切り絵は、白と黒で表現される。鹿児島で生まれ育った私にとって、切り絵とは「故郷」そのものです!
切り絵アーティストの三島知美さんをご紹介します。
幼少の頃から絵を描く事が好きだった三島さんは、小学校の担任の先生の言葉がきっかけで、イラストレーターを目指しました。
その担任の先生から「世の中には、絵で仕事ができる職業があるんだ!それが、イラストレーターだ!」と教えてもらったのです。
高校卒業後、1年間アルバイトをして上京するための資金を作り、福島県出身の著名なイラストレーター長沢節さんが創立した、セツ・モードセミナーへ4年間通いました。
長沢節先生は、ファッションイラストの第一人者と言われ、学校ではデッサンを中心に水彩や色の勉強をしました。学校はファッションにも携わっていたので、服の洋裁コースもあり、在学中洋裁の勉強もしました。
先生の職業柄、学校には数多くの雑誌編集人も来訪しました。
私は卒業と同時に知人の紹介で、雑誌のイラストカットのお仕事をいただきました。
帰郷する転機になったのが、父の闘病生活でした。
とても優しい父・・・。これだけ自由にさせてもらったのは父が寛大だったから・・・。
叔父に「最後くらいは帰ってあげなさい!」と言われ鹿児島へ帰る事を決心しました。
鹿児島生活では、東京で出会った方のご縁があり、お仕事を紹介いただき、文を添えてイラストを描く仕事をさせていただきました。
その仕事で、鹿児島県内を色々回る事になり、鹿児島市を行き来しているうちに、街の喫茶店のマスターに鹿児島のお店と作家の人たちがタッグを組んで展示会をする話を耳にしました。
三島さんと言えば、長沢先生の水彩の表現を取り入れる形でイラストを描き続けていましたが、自分の個性を探していました。
そこで周りの人からアドバイスとして取り入れたものが「切り絵」でした。
「切り絵」は白と黒の表現ができるという事から、鹿児島の街に切り絵が合うのではないか?という事で自分の表現方法として「切り絵」を選び、現在に至っています。
山を切るのが好きで、桜島の切り絵をよく描きます。
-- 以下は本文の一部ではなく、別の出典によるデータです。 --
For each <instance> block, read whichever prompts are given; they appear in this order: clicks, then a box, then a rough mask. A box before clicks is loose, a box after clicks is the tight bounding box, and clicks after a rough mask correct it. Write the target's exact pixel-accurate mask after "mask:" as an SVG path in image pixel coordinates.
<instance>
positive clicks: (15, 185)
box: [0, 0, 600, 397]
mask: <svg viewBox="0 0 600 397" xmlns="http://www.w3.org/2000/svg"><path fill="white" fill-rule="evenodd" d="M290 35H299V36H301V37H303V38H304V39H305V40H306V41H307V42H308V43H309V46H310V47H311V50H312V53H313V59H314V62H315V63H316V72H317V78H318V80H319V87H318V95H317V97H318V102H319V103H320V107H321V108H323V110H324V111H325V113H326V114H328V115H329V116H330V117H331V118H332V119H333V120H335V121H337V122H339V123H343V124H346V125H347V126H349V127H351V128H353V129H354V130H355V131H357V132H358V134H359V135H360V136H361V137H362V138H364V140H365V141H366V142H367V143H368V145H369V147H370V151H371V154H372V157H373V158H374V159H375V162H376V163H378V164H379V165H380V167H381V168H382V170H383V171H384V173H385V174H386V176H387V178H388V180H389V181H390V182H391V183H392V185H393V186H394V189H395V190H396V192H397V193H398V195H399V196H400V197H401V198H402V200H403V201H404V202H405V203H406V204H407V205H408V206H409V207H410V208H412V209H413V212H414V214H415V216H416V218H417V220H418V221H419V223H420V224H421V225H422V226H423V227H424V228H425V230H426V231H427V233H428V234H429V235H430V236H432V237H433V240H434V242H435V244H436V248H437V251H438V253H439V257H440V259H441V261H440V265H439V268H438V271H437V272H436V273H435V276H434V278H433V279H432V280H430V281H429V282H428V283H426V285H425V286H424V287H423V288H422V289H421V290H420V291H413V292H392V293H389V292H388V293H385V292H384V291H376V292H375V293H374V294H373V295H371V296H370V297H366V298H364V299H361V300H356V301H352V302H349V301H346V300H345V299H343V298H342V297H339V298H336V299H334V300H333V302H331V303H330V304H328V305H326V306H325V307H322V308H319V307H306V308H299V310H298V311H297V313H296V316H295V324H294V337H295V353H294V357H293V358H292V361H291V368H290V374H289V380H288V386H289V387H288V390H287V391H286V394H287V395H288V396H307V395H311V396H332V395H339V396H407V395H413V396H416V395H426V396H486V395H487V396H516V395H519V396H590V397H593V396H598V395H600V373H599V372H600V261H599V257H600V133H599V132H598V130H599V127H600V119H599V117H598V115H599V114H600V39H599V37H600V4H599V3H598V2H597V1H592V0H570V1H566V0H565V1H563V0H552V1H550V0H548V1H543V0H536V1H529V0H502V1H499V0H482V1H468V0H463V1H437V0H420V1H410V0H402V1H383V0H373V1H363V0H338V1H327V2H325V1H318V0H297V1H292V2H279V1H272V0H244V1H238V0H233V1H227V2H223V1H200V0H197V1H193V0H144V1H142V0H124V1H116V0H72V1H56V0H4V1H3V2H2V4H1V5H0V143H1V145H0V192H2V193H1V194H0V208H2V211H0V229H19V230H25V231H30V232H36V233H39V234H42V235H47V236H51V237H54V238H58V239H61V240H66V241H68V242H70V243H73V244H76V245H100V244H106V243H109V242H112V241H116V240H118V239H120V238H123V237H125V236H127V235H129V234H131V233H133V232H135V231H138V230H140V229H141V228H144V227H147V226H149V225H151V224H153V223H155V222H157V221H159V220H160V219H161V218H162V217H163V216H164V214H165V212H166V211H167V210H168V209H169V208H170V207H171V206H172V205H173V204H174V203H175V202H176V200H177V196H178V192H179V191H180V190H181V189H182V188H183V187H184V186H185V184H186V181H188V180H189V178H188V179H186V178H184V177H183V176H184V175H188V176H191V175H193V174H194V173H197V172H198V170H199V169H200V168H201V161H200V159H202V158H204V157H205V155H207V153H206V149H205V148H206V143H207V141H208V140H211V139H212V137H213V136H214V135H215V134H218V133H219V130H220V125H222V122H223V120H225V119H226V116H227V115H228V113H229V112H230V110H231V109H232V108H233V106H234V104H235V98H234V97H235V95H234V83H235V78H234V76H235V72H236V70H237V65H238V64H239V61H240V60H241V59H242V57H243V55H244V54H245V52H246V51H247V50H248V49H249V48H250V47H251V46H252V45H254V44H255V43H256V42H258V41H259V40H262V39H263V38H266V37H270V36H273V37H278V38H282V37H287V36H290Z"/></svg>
切り絵は、東洋と西洋のどちらの世界にも通じている表現のように思います。
鹿児島に古くから伝わる「いろは歌」を切り絵かるたにしています。今後も精力的に鹿児島の物や事、人物などを切り絵にして表現していきたいです。
三島知美/Mishima Tomomi
切り絵を制作する上で色々な方々に出会う事が出来ました。
本当にそのお一人お一人に感謝しています。
これからも良い作品を作り続けていきたいです。